Information systems dealing with multimedia data (i.e. image, text, video, audio data, etc.) provided by heterogeneous and distributed databases require effective methods for retrieving data items being relevant to a specified information need. Different approaches from the field of information retrieval yield an efficient starting-point for research on this topic, although further investigation is indispensable in order to take the distributed aspect of networking information systems into consideration.
Moreover, distributed information systems should enable the selection of a desired quality of service by utilizing the improved bandwidths of the underlying communication facilities. Current information systems do not cover this requirement in a satisfying manner. Hence, it will be necessary to integrate storage systems or DBMS into such an information system which can manage multimedia data adequately.

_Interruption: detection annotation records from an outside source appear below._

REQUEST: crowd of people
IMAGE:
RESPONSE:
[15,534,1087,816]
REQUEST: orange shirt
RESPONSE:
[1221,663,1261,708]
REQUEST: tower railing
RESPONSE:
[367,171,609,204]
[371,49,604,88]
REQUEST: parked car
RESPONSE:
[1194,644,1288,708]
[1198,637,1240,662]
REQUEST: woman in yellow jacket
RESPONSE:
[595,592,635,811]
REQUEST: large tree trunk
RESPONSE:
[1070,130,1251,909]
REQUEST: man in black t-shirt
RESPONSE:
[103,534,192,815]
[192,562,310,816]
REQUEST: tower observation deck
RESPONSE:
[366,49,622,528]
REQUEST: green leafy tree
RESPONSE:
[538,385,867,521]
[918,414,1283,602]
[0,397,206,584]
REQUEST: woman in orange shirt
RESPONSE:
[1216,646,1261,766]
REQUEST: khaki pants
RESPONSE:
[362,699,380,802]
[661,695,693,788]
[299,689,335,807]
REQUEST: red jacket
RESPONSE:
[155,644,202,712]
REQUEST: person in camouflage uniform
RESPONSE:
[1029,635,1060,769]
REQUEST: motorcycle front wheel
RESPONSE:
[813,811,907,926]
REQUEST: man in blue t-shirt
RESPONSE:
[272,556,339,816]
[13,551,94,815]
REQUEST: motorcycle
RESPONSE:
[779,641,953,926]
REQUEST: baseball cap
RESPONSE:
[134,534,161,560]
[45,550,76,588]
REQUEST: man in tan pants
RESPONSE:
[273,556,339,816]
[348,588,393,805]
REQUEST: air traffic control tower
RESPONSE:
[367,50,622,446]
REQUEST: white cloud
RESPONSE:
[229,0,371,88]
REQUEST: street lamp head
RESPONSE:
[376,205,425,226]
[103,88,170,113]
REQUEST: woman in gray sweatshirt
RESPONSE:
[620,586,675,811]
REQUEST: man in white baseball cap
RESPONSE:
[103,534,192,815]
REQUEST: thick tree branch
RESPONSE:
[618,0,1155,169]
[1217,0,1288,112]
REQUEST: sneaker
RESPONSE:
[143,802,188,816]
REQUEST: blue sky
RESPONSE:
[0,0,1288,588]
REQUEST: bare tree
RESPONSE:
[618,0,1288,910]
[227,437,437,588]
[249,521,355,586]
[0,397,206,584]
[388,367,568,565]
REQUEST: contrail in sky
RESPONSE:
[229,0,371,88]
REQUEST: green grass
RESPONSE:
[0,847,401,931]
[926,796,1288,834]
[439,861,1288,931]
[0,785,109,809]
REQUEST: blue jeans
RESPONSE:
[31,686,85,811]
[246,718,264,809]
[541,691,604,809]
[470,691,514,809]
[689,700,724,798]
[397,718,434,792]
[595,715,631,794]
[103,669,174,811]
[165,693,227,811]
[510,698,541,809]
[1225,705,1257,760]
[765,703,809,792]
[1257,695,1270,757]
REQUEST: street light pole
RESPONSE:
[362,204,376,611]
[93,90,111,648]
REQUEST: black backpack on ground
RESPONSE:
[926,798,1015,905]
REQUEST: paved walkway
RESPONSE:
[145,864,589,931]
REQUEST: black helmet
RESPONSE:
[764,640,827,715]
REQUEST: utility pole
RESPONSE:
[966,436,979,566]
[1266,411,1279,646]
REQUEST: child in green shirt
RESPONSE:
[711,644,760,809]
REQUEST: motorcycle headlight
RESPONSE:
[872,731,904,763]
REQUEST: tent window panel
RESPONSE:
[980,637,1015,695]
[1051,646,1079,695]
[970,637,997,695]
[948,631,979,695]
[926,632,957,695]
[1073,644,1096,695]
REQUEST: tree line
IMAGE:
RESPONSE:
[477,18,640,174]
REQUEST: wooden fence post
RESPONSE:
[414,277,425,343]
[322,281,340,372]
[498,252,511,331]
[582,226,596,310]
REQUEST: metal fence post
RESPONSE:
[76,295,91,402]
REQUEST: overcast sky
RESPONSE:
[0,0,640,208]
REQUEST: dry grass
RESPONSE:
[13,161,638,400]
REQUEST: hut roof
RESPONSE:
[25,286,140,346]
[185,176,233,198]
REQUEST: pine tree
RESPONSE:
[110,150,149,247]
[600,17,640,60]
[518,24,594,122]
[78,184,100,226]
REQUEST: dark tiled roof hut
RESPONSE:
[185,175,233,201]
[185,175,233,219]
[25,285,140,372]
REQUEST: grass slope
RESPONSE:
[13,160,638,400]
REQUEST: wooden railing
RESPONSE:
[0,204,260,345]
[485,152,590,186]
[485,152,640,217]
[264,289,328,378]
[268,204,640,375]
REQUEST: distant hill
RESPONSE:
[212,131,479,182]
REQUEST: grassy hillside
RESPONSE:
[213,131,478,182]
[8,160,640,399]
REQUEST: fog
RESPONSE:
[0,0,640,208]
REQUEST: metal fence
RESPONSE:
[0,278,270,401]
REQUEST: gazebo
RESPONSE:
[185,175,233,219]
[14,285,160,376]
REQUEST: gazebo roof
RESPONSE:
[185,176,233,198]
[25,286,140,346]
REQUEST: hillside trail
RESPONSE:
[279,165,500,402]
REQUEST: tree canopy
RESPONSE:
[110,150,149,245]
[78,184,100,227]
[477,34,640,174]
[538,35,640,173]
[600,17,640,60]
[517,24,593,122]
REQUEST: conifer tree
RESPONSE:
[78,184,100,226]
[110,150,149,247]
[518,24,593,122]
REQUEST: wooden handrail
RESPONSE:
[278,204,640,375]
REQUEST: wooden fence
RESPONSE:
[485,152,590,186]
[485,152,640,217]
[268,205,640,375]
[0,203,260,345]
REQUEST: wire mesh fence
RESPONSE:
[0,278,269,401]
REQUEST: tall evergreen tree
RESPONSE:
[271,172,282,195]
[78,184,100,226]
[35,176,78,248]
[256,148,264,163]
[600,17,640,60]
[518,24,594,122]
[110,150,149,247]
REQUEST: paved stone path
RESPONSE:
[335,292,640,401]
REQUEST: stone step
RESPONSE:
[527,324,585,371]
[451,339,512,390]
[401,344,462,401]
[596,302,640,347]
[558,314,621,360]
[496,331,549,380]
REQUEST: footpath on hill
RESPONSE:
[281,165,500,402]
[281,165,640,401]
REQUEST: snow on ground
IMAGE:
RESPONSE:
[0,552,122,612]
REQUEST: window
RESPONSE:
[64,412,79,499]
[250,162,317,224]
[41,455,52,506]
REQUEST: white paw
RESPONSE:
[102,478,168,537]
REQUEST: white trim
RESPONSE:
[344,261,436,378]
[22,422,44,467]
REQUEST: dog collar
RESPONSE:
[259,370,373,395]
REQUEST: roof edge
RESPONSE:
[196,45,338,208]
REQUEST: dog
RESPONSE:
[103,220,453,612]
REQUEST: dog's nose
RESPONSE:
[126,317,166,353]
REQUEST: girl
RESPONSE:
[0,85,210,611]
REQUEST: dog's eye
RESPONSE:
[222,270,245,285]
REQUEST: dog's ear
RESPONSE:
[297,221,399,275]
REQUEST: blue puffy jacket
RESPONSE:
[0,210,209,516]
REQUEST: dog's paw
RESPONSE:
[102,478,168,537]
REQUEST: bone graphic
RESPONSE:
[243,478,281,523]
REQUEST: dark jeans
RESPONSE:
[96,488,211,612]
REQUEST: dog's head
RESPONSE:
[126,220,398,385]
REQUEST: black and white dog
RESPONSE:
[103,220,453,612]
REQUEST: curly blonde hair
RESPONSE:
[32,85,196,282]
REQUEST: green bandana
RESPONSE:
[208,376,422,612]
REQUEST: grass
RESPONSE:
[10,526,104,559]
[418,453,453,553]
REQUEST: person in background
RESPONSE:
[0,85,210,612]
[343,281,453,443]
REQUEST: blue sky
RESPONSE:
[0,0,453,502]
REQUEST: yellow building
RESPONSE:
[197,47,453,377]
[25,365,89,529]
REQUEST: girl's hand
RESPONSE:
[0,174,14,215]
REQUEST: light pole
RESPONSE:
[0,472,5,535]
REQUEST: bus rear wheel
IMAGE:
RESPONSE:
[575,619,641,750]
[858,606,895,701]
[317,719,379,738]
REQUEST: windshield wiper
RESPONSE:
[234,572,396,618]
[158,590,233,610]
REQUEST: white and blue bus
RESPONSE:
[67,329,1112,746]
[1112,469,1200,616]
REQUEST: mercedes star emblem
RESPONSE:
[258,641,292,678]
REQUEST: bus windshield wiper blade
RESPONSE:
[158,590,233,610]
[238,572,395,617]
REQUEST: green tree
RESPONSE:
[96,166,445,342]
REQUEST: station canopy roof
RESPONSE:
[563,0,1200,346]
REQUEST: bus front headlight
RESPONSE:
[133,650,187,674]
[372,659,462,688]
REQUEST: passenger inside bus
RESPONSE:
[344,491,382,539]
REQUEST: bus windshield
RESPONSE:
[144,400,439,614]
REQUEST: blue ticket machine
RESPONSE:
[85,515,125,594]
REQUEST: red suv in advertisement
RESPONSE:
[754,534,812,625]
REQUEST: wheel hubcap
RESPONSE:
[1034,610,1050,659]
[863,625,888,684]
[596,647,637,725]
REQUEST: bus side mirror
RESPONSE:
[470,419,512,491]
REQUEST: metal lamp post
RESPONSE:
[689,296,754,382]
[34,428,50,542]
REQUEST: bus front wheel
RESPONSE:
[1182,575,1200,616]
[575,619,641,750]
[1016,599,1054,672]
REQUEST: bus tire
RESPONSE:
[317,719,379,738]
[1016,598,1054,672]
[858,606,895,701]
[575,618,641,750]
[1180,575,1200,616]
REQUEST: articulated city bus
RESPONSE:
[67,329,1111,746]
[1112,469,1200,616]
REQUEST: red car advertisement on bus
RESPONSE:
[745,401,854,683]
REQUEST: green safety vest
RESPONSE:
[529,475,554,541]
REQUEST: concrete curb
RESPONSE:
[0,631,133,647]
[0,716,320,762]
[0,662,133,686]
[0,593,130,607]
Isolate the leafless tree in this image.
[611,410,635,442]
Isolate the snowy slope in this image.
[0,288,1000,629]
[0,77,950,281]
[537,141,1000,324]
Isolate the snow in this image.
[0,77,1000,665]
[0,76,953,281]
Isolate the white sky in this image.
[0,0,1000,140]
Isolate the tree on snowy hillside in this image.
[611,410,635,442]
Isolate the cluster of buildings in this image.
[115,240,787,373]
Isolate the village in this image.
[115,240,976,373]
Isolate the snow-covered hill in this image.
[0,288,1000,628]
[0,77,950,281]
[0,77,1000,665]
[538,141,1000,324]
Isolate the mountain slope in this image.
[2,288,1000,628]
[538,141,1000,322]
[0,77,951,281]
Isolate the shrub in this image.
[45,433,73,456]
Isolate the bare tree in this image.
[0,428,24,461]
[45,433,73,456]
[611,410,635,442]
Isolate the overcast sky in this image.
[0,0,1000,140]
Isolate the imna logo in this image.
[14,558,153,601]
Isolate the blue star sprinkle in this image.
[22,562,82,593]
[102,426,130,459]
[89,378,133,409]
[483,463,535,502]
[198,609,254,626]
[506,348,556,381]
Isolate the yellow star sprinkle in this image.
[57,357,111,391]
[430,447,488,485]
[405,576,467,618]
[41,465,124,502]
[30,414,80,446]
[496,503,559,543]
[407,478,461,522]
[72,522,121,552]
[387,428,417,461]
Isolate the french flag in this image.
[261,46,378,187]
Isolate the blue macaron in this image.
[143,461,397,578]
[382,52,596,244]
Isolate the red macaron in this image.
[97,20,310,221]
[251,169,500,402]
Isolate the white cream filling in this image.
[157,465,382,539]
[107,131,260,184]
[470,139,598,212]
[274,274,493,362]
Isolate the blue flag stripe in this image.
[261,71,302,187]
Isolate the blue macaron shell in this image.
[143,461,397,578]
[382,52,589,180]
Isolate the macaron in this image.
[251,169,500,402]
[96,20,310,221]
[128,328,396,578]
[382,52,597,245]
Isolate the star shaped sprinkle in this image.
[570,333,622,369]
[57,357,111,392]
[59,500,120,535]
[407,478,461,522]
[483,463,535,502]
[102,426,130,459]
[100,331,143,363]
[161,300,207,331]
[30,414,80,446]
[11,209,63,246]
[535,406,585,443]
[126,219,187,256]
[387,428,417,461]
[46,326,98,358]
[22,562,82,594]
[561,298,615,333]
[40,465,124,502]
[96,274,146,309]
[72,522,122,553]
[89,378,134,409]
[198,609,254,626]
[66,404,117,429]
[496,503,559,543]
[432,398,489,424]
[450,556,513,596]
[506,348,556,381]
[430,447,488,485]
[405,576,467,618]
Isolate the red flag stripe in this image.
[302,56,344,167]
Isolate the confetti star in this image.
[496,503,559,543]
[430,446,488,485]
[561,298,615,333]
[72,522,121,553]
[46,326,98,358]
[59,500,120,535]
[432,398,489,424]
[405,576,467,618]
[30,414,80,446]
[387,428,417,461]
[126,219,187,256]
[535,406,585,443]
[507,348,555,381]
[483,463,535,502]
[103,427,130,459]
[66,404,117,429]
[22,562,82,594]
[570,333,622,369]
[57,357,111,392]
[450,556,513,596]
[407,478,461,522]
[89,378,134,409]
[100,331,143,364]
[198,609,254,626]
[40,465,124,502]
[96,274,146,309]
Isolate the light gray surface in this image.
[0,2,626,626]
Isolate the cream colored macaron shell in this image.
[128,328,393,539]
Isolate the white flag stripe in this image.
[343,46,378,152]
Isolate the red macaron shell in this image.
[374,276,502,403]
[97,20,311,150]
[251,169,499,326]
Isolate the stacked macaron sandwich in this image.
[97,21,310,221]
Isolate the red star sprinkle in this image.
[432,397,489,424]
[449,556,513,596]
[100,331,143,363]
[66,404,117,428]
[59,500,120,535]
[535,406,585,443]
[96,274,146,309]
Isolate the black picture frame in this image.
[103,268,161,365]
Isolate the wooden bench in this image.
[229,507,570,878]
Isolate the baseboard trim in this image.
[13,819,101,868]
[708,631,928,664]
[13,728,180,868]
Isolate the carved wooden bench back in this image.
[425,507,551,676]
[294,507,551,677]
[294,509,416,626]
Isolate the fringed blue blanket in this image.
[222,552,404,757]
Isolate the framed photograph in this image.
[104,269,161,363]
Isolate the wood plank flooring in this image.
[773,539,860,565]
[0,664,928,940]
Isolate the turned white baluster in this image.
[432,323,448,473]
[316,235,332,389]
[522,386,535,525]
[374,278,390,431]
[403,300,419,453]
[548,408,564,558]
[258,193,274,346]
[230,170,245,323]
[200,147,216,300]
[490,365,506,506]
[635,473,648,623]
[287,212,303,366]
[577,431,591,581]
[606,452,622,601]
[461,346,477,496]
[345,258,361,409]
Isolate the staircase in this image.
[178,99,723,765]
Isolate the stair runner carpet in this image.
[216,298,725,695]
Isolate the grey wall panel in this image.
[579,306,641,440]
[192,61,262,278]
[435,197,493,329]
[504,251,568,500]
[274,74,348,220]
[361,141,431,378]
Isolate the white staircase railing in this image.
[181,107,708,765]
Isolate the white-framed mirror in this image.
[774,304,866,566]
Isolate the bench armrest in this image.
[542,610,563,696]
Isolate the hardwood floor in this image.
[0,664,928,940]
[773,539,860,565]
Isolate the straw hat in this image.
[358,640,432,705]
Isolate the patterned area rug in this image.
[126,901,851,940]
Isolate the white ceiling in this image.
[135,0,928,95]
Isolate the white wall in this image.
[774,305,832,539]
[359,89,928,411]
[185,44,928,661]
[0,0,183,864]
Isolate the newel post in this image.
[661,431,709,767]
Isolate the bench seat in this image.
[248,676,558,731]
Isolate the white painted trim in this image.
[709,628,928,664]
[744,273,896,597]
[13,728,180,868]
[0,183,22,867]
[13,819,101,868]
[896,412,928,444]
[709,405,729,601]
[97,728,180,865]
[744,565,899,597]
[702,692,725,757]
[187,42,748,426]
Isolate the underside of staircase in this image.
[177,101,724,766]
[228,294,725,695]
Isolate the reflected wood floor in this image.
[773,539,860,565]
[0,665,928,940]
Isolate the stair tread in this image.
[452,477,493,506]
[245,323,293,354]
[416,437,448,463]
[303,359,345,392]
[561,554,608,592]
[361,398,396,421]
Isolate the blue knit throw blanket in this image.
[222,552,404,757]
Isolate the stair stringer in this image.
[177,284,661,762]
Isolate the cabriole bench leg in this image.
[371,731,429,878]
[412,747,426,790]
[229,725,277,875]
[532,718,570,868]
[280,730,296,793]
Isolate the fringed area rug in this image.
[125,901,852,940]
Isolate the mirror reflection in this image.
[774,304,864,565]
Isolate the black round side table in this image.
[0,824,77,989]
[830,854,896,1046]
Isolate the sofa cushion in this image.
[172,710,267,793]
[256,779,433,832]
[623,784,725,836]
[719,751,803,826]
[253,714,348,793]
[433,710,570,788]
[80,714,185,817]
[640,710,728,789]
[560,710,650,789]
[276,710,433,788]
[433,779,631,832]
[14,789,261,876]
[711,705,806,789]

The goal of the Dsmily project is to develop a scalable information retrieval system (Search Engines) for physically distributed multimedia data. To achieve this goal two priorities are set up:
Development of a model for distributed information retrieval:
The probabilistic model for distributed IR stems from
the Probability Ranking Principle:
Having computed individual document rankings
correlated to different subcollections, these
local rankings are stepwise merged into a
final ranking list where the
documents are ordered
according to their probability of relevance.
The documents
(or document passages, respectively, if
the documents are multimedia documents)
of different subcollections
are assumed to be indexed using different indexing vocabularies.
Moreover,
local rankings
may be computed by individual probabilistic
retrieval methods.
This way, the integration of documents of arbitrary type is supported.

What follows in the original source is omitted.